L’étude récente la plus importante dans ce champ de recherche est celle sur la santé des enfants réalisée en Californie. Cette étude de cohorte prospective bien conçue a examiné une diversité de polluants atmosphériques et les effets néfastes associés à une vaste plage de concentrations. Si les particules fines (et le carbone élémentaire) étaient associées à la plupart des paramètres étudiés (p. ex. croissance des poumons, symptômes respiratoires, asthme), il en était de même pour d’autres co-polluants comme les vapeurs d’acides et le dioxyde d’azote. La fonction pulmonaire, la croissance et le développement des poumons sont affectés par ces polluants, mais aucun polluant ne se distingue des autres par un effet particulier. La croissance et le développement des poumons sont affectés jusqu’à l’âge de 18 ans, ce qui correspond à la maturité pulmonaire et au point où les lésions sont peu susceptibles de guérir, ce qui compromet la santé pulmonaire à long terme du sujet. En outre, les enfants qui ont quitté dans leur plus jeune âge les zones à concentrations élevées de particules pour s’établir dans un secteur moins pollué présentaient un rétablissement notable de la fonction pulmonaire, et vice versa. Il n’existe pas d’association entre la plupart des paramètres et les concentrations ambiantes d’ozone. Deux effets indésirables particuliers, l’absentéisme scolaire en raison de troubles respiratoires et le développement de l’asthme, ont cependant été associés à une exposition à des concentrations élevées d’ozone, mais pas à une exposition aux autres polluants. Dans ces analyses, l’asthme n’est apparu que dans les groupes d’enfants vivant dans les collectivités les plus exposées à l’ozone (concentrations supérieures à celles enregistrées au Canada) et qui jouaient beaucoup dehors. L’absentéisme scolaire a été observé à diverses concentrations, y compris à celles correspondant au contexte de qualité de l’air canadien.

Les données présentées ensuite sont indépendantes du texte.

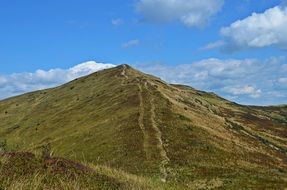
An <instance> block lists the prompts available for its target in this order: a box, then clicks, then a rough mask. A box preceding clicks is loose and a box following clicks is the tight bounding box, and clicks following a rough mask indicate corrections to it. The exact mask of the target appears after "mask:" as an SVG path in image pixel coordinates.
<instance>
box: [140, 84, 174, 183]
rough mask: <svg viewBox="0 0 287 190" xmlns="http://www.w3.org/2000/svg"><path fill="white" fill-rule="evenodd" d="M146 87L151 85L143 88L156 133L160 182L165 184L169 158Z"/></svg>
mask: <svg viewBox="0 0 287 190" xmlns="http://www.w3.org/2000/svg"><path fill="white" fill-rule="evenodd" d="M148 85H151V84H149V83H145V88H146V89H147V90H148V91H149V93H150V95H151V99H150V108H151V109H150V112H151V118H150V120H151V126H152V128H153V130H154V131H155V132H156V133H155V137H156V140H157V149H158V151H159V155H160V157H161V165H160V170H161V174H162V181H163V182H166V180H167V169H166V168H167V165H168V163H169V161H170V160H169V158H168V156H167V153H166V151H165V148H164V145H163V141H162V133H161V131H160V129H159V127H158V126H157V123H156V119H155V118H156V112H155V106H154V105H155V99H154V96H153V95H152V92H151V91H150V90H149V88H148Z"/></svg>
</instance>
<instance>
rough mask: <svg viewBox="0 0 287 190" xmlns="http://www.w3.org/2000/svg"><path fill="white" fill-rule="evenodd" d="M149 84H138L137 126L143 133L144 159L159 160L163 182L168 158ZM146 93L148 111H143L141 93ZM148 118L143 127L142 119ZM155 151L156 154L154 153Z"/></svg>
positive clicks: (164, 178)
mask: <svg viewBox="0 0 287 190" xmlns="http://www.w3.org/2000/svg"><path fill="white" fill-rule="evenodd" d="M148 85H150V84H149V83H147V82H145V83H144V85H143V86H142V85H141V83H140V82H139V84H138V87H139V100H140V108H139V109H140V110H139V119H138V121H139V126H140V128H141V130H142V132H143V136H144V142H143V147H144V151H145V153H146V158H147V159H148V160H150V159H152V157H153V156H155V157H159V158H160V166H159V168H160V172H161V179H162V181H163V182H165V181H166V180H167V169H166V166H167V165H168V163H169V158H168V156H167V153H166V151H165V149H164V145H163V140H162V133H161V131H160V129H159V128H158V126H157V122H156V110H155V99H154V97H153V94H152V91H151V90H150V89H149V87H148ZM144 90H145V91H146V92H147V93H148V100H149V101H148V108H149V110H146V111H145V107H144V97H143V91H144ZM145 116H146V117H147V116H149V117H150V118H148V120H149V125H148V126H145V124H144V117H145ZM153 143H156V149H152V144H153ZM155 151H156V152H155Z"/></svg>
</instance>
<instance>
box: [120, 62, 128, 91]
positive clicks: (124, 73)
mask: <svg viewBox="0 0 287 190" xmlns="http://www.w3.org/2000/svg"><path fill="white" fill-rule="evenodd" d="M126 68H127V66H126V65H123V70H122V72H121V76H123V77H124V78H125V79H128V78H129V77H128V76H127V75H126ZM124 83H125V80H122V83H121V85H122V86H124Z"/></svg>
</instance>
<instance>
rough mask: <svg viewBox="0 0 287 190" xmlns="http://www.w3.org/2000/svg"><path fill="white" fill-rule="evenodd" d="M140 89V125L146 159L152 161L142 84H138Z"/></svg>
mask: <svg viewBox="0 0 287 190" xmlns="http://www.w3.org/2000/svg"><path fill="white" fill-rule="evenodd" d="M138 87H139V100H140V105H139V118H138V123H139V126H140V128H141V130H142V132H143V138H144V139H143V140H144V142H143V148H144V152H145V154H146V158H147V159H150V158H151V154H150V152H149V151H148V148H149V135H148V133H147V131H146V129H145V126H144V105H143V96H142V93H143V89H142V86H141V85H140V84H138Z"/></svg>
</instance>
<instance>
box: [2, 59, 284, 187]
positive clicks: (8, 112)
mask: <svg viewBox="0 0 287 190" xmlns="http://www.w3.org/2000/svg"><path fill="white" fill-rule="evenodd" d="M0 110H2V112H1V111H0V121H1V122H0V139H7V144H8V145H9V144H11V146H12V147H17V148H18V150H20V151H21V150H38V149H39V147H43V146H45V145H46V144H49V145H51V147H52V148H53V150H54V151H53V152H54V153H55V154H56V155H60V156H62V155H64V156H66V157H67V158H75V157H77V158H78V159H80V160H84V161H89V162H96V163H97V164H102V165H109V166H111V167H116V168H120V169H121V170H124V171H125V172H129V173H133V174H139V175H140V176H148V177H154V176H157V177H159V178H160V179H161V180H162V181H171V182H172V183H178V179H179V178H178V176H177V174H181V176H180V179H181V180H183V181H182V183H183V184H186V183H190V179H191V175H190V174H191V173H192V174H193V175H194V176H193V178H194V180H195V181H194V182H192V183H195V184H198V183H199V182H200V181H202V179H206V182H204V183H207V184H210V183H215V182H214V180H215V179H216V180H218V182H217V181H216V183H218V184H221V186H222V189H242V184H246V180H249V179H250V180H254V181H255V182H254V181H249V182H250V184H260V183H261V182H262V181H263V180H265V181H268V183H270V184H271V185H272V183H274V184H276V185H277V186H278V184H282V186H284V185H285V186H284V187H286V183H285V182H284V181H282V180H279V178H278V175H281V177H283V175H284V176H286V173H284V172H285V171H286V169H287V145H286V143H285V142H286V141H287V133H286V127H287V119H286V113H287V108H286V107H265V108H261V107H246V106H241V105H238V104H234V103H231V102H229V101H227V100H224V99H221V98H220V97H218V96H215V95H213V94H211V93H204V92H201V91H197V90H195V89H193V88H190V87H188V86H183V85H168V84H167V83H165V82H163V81H162V80H160V79H158V78H156V77H154V76H151V75H147V74H144V73H142V72H140V71H137V70H136V69H133V68H132V67H131V66H129V65H126V64H123V65H119V66H117V67H113V68H110V69H105V70H102V71H99V72H97V73H94V74H93V75H91V76H86V77H82V78H80V79H77V80H75V81H72V82H70V83H68V84H64V85H62V86H60V87H57V88H54V89H47V90H43V91H38V92H33V93H29V94H24V95H22V96H18V97H14V98H10V99H7V100H4V101H1V102H0ZM274 126H276V127H274ZM63 134H64V135H63ZM23 142H24V143H23ZM250 166H252V167H250ZM238 173H239V174H240V175H234V174H238ZM222 174H224V175H222ZM255 174H256V176H259V177H256V178H252V176H254V175H255ZM226 176H232V178H234V184H233V183H227V181H230V177H226ZM270 178H272V179H276V180H270ZM207 179H211V180H210V181H208V180H207ZM257 180H260V181H257ZM192 183H191V184H190V187H192V186H193V184H192ZM284 183H285V184H284ZM233 185H236V186H233ZM277 186H276V187H277ZM256 187H257V186H256ZM261 187H262V186H260V187H258V188H253V186H244V188H243V189H260V188H261ZM278 187H279V188H277V189H280V187H281V186H278ZM174 189H176V188H174ZM206 189H208V188H206Z"/></svg>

L’étude sur la santé des enfants de la Californie, qui a débuté en 1992, est une grande étude à long terme des effets de l’exposition chronique à la pollution atmosphérique sur la santé des enfants vivant dans le sud de la Californie. Les enfants sont davantage vulnérables à la pollution atmosphérique que les adultes, parce que leurs poumons et leur corps sont encore en développement. Ils sont également davantage exposés à la pollution atmosphérique que les adultes, car ils respirent plus rapidement et s’adonnent davantage à des activités extérieures exigeant un effort.

Environ 5500 enfants de 12 localités ont pris part à l’étude, dont les deux tiers étaient des élèves de quatrième année. Des données sur la santé des enfants, l’exposition à la pollution atmosphérique et divers facteurs qui modifient leurs réactions à la pollution atmosphérique ont été recueillis chaque année jusqu’à ce que les enfants obtiennent leur diplôme d’études secondaires. Les premiers résultats de recherche ont paru en 2000, et de nouveaux articles sont publiés à mesure que les données sont analysées.

Plusieurs études réalisées en Europe et en Amérique du Nord (y compris dans la région de Vancouver, en Colombie-Britannique) ont relevé des relations statistiquement significatives entre l’exposition aux particules (et, dans certains cas, à des sources précises de particules) et des effets néfastes sur le système auditif de l’enfant. Bien que souvent caractérisées comme étant de moindre importance que d’autres effets nocifs, les otites de l`oreille moyenne (principale cause de prescription d’antibiotiques chez les plus jeunes) et divers autres paramètres de santé ont été associés aux concentrations de particules observées. Il s’agit là d’un enjeu important pour la santé de la population, parce que ces problèmes sont, dans certains cas, la cause la plus fréquente d’hospitalisation chez les plus jeunes.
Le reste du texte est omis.